Wednesday, February 29, 2012

Post-Oscar Musing…Woody Allen’s Approach

I love Woody Allen’s movies.  In a WashingtonPost piece about him, Robert Weide, who made a documentary about Allen, attempts to dispel the myths about Allen as movie character vs Allen as director.  Apart from my great relief that no one so accomplished could really be that neurotic, I appreciate Allen’s view of directing according to Weide:

His theory… is to “hire the best actors, shut up and get out of their way.”

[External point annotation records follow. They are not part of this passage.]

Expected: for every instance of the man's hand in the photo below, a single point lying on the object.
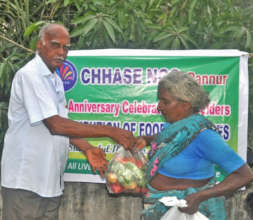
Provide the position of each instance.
(95, 156)
(192, 204)
(97, 160)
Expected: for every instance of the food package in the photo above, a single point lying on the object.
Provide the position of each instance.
(126, 173)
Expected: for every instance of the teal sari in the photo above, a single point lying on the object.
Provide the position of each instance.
(168, 143)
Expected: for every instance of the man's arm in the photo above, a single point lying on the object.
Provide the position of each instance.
(62, 126)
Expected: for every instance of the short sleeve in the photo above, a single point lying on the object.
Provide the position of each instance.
(212, 147)
(38, 102)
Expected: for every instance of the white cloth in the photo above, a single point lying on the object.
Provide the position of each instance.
(33, 159)
(174, 214)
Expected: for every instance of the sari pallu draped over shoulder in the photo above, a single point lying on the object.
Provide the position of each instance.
(168, 143)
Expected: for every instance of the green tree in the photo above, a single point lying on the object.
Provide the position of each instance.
(150, 24)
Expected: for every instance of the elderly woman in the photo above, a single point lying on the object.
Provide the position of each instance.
(183, 154)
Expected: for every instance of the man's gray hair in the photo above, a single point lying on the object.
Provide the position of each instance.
(184, 87)
(46, 28)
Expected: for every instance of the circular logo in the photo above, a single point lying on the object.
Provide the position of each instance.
(68, 75)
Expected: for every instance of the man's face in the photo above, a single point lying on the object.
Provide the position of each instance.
(53, 48)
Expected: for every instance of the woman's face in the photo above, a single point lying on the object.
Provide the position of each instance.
(172, 108)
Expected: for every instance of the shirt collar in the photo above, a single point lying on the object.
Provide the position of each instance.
(43, 67)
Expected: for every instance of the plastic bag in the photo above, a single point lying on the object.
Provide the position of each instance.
(173, 213)
(126, 173)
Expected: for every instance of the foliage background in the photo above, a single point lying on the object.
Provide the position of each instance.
(149, 24)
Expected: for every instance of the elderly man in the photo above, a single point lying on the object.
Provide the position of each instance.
(36, 142)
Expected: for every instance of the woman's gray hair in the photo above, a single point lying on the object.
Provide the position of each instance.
(184, 87)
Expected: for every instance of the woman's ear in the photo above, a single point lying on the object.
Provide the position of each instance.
(188, 106)
(38, 45)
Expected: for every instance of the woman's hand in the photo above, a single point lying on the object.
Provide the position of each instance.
(122, 137)
(97, 160)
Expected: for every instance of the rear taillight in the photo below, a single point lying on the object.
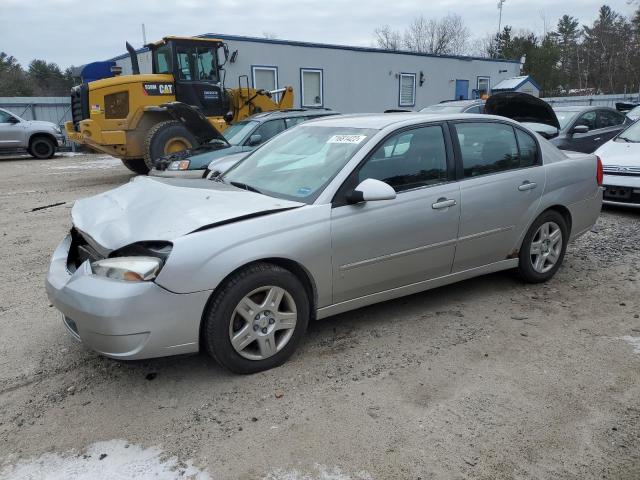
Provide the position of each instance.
(599, 172)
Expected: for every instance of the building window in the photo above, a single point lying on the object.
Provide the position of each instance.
(484, 86)
(265, 78)
(407, 90)
(311, 87)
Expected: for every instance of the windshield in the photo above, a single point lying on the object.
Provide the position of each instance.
(237, 133)
(442, 109)
(631, 134)
(298, 163)
(634, 112)
(565, 117)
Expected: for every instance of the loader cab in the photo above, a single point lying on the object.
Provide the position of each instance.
(197, 68)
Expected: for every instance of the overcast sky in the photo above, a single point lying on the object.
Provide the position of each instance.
(74, 32)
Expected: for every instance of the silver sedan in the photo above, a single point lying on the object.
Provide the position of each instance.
(327, 217)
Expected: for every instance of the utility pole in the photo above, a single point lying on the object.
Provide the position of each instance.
(144, 34)
(500, 3)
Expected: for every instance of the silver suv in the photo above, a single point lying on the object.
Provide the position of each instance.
(38, 138)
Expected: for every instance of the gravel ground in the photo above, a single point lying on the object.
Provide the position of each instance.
(486, 379)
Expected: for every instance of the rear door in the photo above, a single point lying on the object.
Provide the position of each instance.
(378, 246)
(501, 183)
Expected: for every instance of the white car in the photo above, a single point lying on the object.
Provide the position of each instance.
(40, 139)
(621, 165)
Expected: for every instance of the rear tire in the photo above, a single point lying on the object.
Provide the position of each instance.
(41, 148)
(165, 138)
(136, 165)
(543, 248)
(257, 319)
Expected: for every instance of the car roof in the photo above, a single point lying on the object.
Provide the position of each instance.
(292, 113)
(379, 121)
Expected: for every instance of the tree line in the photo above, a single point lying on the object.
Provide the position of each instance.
(40, 79)
(571, 59)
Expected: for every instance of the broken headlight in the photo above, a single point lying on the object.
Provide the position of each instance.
(140, 262)
(130, 269)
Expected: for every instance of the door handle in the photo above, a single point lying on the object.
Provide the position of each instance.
(443, 203)
(527, 185)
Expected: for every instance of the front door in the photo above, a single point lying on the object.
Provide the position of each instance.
(502, 184)
(387, 244)
(12, 133)
(462, 90)
(197, 78)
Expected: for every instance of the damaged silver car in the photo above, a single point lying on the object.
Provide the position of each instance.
(329, 216)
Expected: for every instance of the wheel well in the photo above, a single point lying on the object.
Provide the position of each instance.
(40, 135)
(566, 214)
(292, 266)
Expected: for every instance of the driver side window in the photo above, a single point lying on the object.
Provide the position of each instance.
(588, 119)
(410, 159)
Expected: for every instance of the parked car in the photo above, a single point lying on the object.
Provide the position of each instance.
(455, 106)
(332, 215)
(243, 136)
(621, 164)
(40, 139)
(584, 129)
(634, 113)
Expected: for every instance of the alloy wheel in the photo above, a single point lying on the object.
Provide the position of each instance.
(546, 247)
(263, 322)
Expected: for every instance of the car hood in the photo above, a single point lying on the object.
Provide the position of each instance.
(201, 160)
(164, 209)
(622, 154)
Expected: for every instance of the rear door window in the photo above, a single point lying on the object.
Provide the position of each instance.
(487, 148)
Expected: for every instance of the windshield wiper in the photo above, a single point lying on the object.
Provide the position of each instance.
(245, 187)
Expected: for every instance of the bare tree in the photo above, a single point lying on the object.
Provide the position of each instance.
(446, 36)
(387, 38)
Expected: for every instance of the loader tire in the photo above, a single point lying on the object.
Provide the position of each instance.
(167, 137)
(136, 165)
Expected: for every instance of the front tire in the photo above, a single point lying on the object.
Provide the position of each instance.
(543, 248)
(136, 165)
(257, 319)
(41, 148)
(165, 138)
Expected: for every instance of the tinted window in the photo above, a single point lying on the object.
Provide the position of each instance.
(588, 119)
(528, 149)
(608, 118)
(487, 148)
(409, 159)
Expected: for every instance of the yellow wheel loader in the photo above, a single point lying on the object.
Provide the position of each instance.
(141, 117)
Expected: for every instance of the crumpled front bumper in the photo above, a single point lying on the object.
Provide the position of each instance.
(125, 320)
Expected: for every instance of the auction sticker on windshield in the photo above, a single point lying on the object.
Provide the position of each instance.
(346, 139)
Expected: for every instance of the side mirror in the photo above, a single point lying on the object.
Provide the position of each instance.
(371, 190)
(255, 139)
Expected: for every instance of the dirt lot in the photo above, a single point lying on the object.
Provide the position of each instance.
(486, 379)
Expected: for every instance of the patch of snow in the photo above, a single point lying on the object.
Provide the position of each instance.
(633, 341)
(321, 473)
(100, 163)
(110, 460)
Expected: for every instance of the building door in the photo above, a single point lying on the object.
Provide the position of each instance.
(462, 90)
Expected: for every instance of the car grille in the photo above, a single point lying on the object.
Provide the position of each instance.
(80, 252)
(79, 104)
(618, 170)
(621, 194)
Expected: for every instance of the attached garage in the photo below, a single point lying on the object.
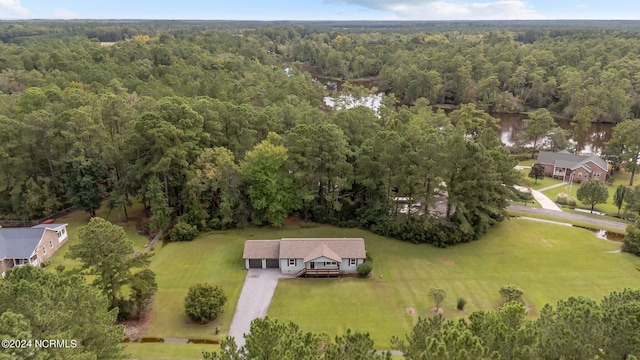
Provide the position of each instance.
(261, 254)
(273, 263)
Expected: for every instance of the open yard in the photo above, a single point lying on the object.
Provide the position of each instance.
(548, 262)
(619, 178)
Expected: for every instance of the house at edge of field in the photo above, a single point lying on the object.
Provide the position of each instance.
(306, 257)
(30, 246)
(570, 167)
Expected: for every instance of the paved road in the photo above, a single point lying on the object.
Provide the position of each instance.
(257, 292)
(541, 198)
(569, 216)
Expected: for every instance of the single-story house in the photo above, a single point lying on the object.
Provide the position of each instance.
(306, 256)
(570, 167)
(35, 245)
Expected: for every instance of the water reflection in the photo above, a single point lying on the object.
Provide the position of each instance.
(512, 124)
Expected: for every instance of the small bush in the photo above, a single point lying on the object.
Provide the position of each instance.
(364, 269)
(204, 302)
(461, 304)
(183, 232)
(562, 199)
(511, 293)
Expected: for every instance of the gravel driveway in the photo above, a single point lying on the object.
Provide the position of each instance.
(257, 291)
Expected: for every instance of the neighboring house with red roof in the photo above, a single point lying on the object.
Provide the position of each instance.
(35, 245)
(306, 256)
(570, 167)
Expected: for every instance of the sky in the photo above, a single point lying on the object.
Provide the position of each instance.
(321, 9)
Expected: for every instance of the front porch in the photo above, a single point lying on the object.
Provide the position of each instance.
(318, 273)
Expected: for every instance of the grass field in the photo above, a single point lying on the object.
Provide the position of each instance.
(548, 262)
(162, 351)
(619, 178)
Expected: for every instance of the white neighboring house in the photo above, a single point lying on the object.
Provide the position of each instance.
(306, 257)
(30, 246)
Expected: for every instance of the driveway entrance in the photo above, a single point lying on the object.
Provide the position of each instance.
(257, 292)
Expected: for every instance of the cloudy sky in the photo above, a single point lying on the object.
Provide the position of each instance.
(321, 9)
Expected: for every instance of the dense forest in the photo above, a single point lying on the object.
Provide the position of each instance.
(221, 125)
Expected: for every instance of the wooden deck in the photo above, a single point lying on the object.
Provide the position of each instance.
(316, 273)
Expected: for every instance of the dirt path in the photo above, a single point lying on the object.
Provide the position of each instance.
(569, 216)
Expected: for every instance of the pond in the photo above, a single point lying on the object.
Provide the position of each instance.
(512, 124)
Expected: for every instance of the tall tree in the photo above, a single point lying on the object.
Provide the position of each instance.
(85, 178)
(625, 143)
(619, 196)
(580, 124)
(105, 252)
(593, 192)
(318, 156)
(36, 304)
(270, 185)
(538, 126)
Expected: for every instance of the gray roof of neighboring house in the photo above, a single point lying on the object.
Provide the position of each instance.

As coaches, indeed as psychotherapists, we are directors in a sense.  We are often admonished to get out of our client’s way.  Listen, contain, nudge, but let the client do their work.  As Weide goes one to say:

Many of the performers I interviewed spoke of the sense of liberation they feel when a director is confident in their ability to come up with the goods without micro­managing their performance.

Good advice for parents as well.  Our clients and children are whole, creative and resourceful people.  Lay the groundwork, provide the safety net, and let them do their thing.

Prior to the awards I heard, in an interview with biographer Eric Lax, that Allen wasn’t attending because he doesn’t believe that art can be judged.  No to mention, that if you start to believe others’ opinion of your work, you’ll begin to shape your work to impress them.  How often do you trust your own intuition and do the work of coaching, therapy or parenting in your own unique way?  We don’t have to impress, we just have to do our work.  But don’t expect anyone to call with your Oscar nomination.